The United States moves to dismiss on several grounds, including that this Court lacks

subject-matter jurisdiction over their claims because Plaintiffs failed to present them to USCIS

before suing. ECF No. 11.

II. Legal Standard

“Federal courts are courts of limited jurisdiction . . . [and] [i]t is to be presumed that a cause

lies outside this limited jurisdiction.” Kokkonen v. Guardian Life Ins. Co. of Am., 511 U.S. 375,

377 (1994). The party asserting jurisdiction bears the burden “of establishing the contrary.” Id.

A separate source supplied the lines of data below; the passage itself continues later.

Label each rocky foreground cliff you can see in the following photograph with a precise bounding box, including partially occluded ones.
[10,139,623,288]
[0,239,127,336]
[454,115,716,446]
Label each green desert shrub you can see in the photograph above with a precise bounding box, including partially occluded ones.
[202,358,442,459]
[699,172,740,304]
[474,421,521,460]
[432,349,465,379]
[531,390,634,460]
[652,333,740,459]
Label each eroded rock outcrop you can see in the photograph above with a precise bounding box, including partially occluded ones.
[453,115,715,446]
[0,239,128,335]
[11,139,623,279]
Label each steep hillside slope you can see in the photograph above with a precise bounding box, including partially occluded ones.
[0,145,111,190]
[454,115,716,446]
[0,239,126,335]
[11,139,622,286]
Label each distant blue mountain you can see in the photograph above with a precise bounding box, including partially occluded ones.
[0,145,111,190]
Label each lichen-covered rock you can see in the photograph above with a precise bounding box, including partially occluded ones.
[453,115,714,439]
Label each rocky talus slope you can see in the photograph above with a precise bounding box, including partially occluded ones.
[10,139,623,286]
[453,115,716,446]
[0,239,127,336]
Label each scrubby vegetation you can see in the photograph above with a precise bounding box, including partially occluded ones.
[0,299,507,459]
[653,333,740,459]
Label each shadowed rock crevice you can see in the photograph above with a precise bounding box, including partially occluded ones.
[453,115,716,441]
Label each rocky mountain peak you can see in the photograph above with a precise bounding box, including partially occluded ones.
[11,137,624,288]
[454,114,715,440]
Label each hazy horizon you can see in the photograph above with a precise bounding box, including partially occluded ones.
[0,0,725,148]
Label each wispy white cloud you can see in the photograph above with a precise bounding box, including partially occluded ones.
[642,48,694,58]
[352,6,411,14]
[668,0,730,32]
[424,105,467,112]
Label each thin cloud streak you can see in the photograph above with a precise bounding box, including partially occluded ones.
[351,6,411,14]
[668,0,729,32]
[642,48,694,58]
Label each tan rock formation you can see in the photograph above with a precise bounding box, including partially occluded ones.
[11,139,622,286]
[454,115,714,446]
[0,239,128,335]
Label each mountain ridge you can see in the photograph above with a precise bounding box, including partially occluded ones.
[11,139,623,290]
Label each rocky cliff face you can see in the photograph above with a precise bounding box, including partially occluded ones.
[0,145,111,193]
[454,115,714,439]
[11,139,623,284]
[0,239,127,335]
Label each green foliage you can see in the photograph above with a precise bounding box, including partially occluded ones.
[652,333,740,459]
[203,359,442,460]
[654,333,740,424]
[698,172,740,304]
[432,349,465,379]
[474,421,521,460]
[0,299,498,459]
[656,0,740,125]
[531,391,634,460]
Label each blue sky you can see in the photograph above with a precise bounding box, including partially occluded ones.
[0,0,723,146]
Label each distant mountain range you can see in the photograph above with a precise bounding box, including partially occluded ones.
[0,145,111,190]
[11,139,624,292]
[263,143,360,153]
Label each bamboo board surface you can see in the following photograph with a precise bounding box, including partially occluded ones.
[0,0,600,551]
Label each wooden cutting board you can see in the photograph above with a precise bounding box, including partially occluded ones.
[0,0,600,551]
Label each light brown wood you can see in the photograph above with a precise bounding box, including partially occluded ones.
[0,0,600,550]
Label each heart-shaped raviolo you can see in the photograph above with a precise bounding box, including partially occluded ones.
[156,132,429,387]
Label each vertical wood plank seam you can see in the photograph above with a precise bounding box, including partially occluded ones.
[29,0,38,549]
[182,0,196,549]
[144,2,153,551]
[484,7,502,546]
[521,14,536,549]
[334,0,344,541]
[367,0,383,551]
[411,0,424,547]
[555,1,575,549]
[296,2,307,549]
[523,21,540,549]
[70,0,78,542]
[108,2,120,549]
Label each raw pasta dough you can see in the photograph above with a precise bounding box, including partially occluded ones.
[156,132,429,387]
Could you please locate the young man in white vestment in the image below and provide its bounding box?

For purposes of a Rule 12(b)(1) motion, the Court must “assume the truth of all material factual

3 allegations in the complaint and construe the complaint liberally, granting plaintiff the benefit of

all inferences that can be derived from the facts alleged.” Am. Nat’l Ins. Co. v. FDIC, 642 F.3d

1137, 1139 (D.C. Cir. 2011) (citation and internal quotation marks omitted). “Nevertheless, the

court need not accept factual inferences drawn by plaintiffs if those inferences are not supported

by facts alleged in the complaint, nor must the Court accept plaintiff’s legal conclusions.” Reiff v.

United States, 107 F. Supp. 3d 83, 85–86 (D.D.C. 2015) (citation and internal quotation marks

omitted). The Court is not limited to the allegations on the face of the complaint when considering

a Rule 12(b)(1) motion. The Court may also “consider the complaint supplemented by undisputed

facts evidenced in the record, or the complaint supplemented by undisputed facts plus the court’s

resolution of disputed facts.” Banneker Ventures, LLC v.